Случалось, очередной стукач капнет замполиту: вчера наблюдал Стельмаха, выходившего из гадючника, то есть из барака, в котором жили вольнонаемные, преимущественно — женщины… Получив «сигнал», замполит рекомендовал командиру эскадрильи: надо бы Стельмаха к полетам не допускать… А командир — четыреста тринадцать боевых вылетов, одиннадцать лично сбитых и шесть — в группе: — «Как объявим? Сформулируй, комиссар».

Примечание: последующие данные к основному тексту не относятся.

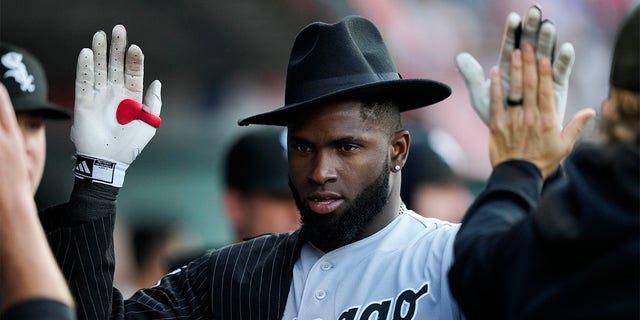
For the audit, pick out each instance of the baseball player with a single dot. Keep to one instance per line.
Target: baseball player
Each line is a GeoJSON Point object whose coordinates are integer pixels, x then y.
{"type": "Point", "coordinates": [360, 254]}
{"type": "Point", "coordinates": [32, 286]}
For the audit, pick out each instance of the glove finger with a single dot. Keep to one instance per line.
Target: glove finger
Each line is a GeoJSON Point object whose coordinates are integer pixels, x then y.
{"type": "Point", "coordinates": [546, 40]}
{"type": "Point", "coordinates": [99, 46]}
{"type": "Point", "coordinates": [134, 72]}
{"type": "Point", "coordinates": [563, 65]}
{"type": "Point", "coordinates": [473, 76]}
{"type": "Point", "coordinates": [152, 99]}
{"type": "Point", "coordinates": [531, 25]}
{"type": "Point", "coordinates": [510, 39]}
{"type": "Point", "coordinates": [84, 77]}
{"type": "Point", "coordinates": [116, 55]}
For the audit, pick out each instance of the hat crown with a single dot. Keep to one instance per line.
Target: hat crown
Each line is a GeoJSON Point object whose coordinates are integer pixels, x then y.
{"type": "Point", "coordinates": [22, 74]}
{"type": "Point", "coordinates": [625, 64]}
{"type": "Point", "coordinates": [331, 57]}
{"type": "Point", "coordinates": [24, 77]}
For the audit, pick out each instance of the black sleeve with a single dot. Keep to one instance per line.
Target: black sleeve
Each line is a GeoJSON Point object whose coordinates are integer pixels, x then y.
{"type": "Point", "coordinates": [81, 237]}
{"type": "Point", "coordinates": [39, 309]}
{"type": "Point", "coordinates": [488, 230]}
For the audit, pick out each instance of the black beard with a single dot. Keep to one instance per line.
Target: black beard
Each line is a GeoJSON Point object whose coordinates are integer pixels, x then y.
{"type": "Point", "coordinates": [331, 231]}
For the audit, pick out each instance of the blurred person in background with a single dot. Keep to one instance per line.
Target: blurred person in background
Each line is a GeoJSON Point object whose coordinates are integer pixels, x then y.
{"type": "Point", "coordinates": [430, 186]}
{"type": "Point", "coordinates": [257, 197]}
{"type": "Point", "coordinates": [31, 284]}
{"type": "Point", "coordinates": [574, 251]}
{"type": "Point", "coordinates": [256, 194]}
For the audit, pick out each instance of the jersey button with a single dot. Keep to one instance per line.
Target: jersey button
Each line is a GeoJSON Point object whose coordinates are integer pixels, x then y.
{"type": "Point", "coordinates": [326, 266]}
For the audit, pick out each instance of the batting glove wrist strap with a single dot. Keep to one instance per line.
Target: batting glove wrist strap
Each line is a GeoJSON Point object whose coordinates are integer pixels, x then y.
{"type": "Point", "coordinates": [105, 171]}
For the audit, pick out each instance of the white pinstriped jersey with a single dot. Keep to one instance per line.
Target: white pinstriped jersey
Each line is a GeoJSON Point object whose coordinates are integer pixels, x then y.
{"type": "Point", "coordinates": [399, 272]}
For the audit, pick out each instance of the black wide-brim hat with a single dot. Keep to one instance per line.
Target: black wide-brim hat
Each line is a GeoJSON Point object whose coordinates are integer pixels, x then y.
{"type": "Point", "coordinates": [343, 61]}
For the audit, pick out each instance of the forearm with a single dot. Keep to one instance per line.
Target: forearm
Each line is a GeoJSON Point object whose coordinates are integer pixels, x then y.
{"type": "Point", "coordinates": [484, 241]}
{"type": "Point", "coordinates": [81, 237]}
{"type": "Point", "coordinates": [28, 269]}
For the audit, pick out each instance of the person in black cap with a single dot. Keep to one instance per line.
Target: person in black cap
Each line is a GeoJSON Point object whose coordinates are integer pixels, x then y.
{"type": "Point", "coordinates": [31, 284]}
{"type": "Point", "coordinates": [573, 252]}
{"type": "Point", "coordinates": [257, 197]}
{"type": "Point", "coordinates": [24, 77]}
{"type": "Point", "coordinates": [360, 253]}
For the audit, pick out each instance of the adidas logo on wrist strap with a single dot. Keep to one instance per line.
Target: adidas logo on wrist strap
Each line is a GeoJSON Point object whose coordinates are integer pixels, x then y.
{"type": "Point", "coordinates": [100, 170]}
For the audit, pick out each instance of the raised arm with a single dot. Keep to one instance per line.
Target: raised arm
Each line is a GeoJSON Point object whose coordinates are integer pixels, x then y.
{"type": "Point", "coordinates": [526, 146]}
{"type": "Point", "coordinates": [32, 285]}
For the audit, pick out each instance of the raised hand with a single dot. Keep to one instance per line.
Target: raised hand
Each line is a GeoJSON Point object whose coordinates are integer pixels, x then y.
{"type": "Point", "coordinates": [112, 123]}
{"type": "Point", "coordinates": [528, 131]}
{"type": "Point", "coordinates": [541, 34]}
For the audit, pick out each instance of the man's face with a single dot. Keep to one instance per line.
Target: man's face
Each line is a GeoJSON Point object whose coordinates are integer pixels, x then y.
{"type": "Point", "coordinates": [339, 173]}
{"type": "Point", "coordinates": [33, 133]}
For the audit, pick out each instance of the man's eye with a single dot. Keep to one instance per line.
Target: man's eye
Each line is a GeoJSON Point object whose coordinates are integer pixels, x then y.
{"type": "Point", "coordinates": [348, 147]}
{"type": "Point", "coordinates": [300, 147]}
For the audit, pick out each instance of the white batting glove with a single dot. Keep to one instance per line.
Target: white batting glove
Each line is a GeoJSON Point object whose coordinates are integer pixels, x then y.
{"type": "Point", "coordinates": [111, 126]}
{"type": "Point", "coordinates": [541, 34]}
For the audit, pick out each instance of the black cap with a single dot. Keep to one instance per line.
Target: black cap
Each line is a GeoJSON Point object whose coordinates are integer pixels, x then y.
{"type": "Point", "coordinates": [257, 162]}
{"type": "Point", "coordinates": [26, 82]}
{"type": "Point", "coordinates": [625, 65]}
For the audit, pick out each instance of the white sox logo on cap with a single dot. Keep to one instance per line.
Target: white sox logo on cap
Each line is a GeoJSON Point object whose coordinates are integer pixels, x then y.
{"type": "Point", "coordinates": [18, 70]}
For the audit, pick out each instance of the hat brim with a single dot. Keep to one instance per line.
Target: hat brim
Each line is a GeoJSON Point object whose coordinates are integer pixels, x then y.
{"type": "Point", "coordinates": [408, 93]}
{"type": "Point", "coordinates": [48, 110]}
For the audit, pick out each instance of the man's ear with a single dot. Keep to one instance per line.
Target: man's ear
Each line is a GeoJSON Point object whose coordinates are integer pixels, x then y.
{"type": "Point", "coordinates": [400, 147]}
{"type": "Point", "coordinates": [233, 205]}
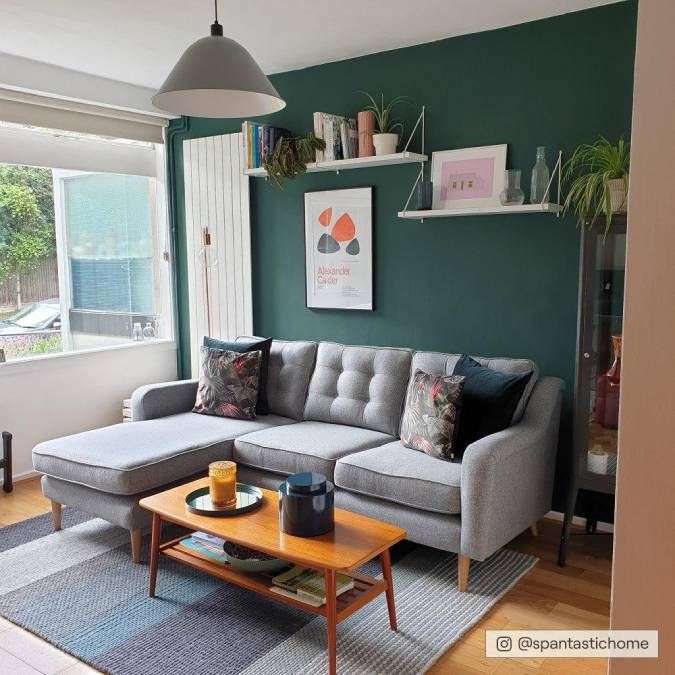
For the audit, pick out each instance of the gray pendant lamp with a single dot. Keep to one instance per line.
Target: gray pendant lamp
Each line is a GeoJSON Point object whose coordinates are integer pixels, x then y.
{"type": "Point", "coordinates": [217, 77]}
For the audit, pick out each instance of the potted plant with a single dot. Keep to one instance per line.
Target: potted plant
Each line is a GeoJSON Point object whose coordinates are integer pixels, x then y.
{"type": "Point", "coordinates": [290, 156]}
{"type": "Point", "coordinates": [385, 138]}
{"type": "Point", "coordinates": [597, 174]}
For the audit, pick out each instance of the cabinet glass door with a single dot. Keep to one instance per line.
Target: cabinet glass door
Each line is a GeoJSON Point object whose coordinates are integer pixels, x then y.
{"type": "Point", "coordinates": [599, 364]}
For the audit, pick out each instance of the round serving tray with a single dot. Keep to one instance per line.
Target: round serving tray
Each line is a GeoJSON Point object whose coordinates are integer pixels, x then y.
{"type": "Point", "coordinates": [249, 497]}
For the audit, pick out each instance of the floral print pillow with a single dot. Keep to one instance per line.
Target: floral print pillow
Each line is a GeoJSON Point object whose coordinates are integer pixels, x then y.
{"type": "Point", "coordinates": [228, 383]}
{"type": "Point", "coordinates": [431, 415]}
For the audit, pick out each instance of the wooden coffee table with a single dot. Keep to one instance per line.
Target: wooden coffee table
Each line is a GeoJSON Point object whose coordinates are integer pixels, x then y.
{"type": "Point", "coordinates": [355, 540]}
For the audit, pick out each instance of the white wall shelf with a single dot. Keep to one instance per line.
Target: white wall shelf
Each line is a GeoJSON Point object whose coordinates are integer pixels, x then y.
{"type": "Point", "coordinates": [546, 207]}
{"type": "Point", "coordinates": [338, 165]}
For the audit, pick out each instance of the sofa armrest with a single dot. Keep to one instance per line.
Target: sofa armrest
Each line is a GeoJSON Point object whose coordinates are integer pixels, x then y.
{"type": "Point", "coordinates": [160, 400]}
{"type": "Point", "coordinates": [507, 477]}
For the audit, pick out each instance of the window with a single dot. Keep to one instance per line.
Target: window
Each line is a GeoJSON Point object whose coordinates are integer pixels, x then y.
{"type": "Point", "coordinates": [82, 261]}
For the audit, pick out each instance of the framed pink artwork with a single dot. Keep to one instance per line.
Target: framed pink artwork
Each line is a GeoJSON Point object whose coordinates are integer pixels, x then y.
{"type": "Point", "coordinates": [468, 177]}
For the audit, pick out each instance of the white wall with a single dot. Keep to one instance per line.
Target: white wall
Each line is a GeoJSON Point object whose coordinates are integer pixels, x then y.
{"type": "Point", "coordinates": [217, 202]}
{"type": "Point", "coordinates": [54, 396]}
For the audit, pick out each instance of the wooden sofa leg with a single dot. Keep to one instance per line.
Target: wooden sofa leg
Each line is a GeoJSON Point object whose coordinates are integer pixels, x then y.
{"type": "Point", "coordinates": [56, 515]}
{"type": "Point", "coordinates": [136, 545]}
{"type": "Point", "coordinates": [463, 564]}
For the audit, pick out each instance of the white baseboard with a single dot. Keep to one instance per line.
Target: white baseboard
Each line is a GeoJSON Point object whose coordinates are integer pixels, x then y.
{"type": "Point", "coordinates": [578, 520]}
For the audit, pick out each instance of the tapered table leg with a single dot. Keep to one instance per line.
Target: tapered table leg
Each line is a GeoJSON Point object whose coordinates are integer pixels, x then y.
{"type": "Point", "coordinates": [385, 561]}
{"type": "Point", "coordinates": [331, 620]}
{"type": "Point", "coordinates": [154, 552]}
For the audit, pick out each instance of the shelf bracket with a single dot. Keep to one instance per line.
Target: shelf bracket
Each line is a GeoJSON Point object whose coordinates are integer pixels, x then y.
{"type": "Point", "coordinates": [420, 120]}
{"type": "Point", "coordinates": [557, 171]}
{"type": "Point", "coordinates": [420, 176]}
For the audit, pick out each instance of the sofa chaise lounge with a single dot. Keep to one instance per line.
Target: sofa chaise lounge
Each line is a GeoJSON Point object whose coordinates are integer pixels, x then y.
{"type": "Point", "coordinates": [335, 409]}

Отстраняли Стельмаха от полетов или не отстраняли — бывало и так и этак — не суть, главное — эта возня на пользу ему, понятно, не шла и любви к нему не прибавляла, уважению не способствовала.
Озверев от постоянного прополаскивания мозгов, к великому изумлению всего честного народа, Леха попросил слова на очередном партийном собрании. Был он не из речистых, обычно от публичных выступлений уклонялся, а тут потянул руку — разрешите сказать?!
— Меня интересует, что?.. Товарищ подполковник, когда на войне комиссарствовал он — нормально… Два боевика горбом заработал, правильно я говорю? А теперь… за месяц — шесть че и пять минут налет, в следующем — пять че двадцать и на чем? Все больше на У-2: на полигон и обратно… Получается, пятую норму налетывает… Но извините, если человек за харчи старается, меня такой ведущий на подвиги не вдохновит! Что за пример молодым? Такой замполит, я считаю, нам не нужен…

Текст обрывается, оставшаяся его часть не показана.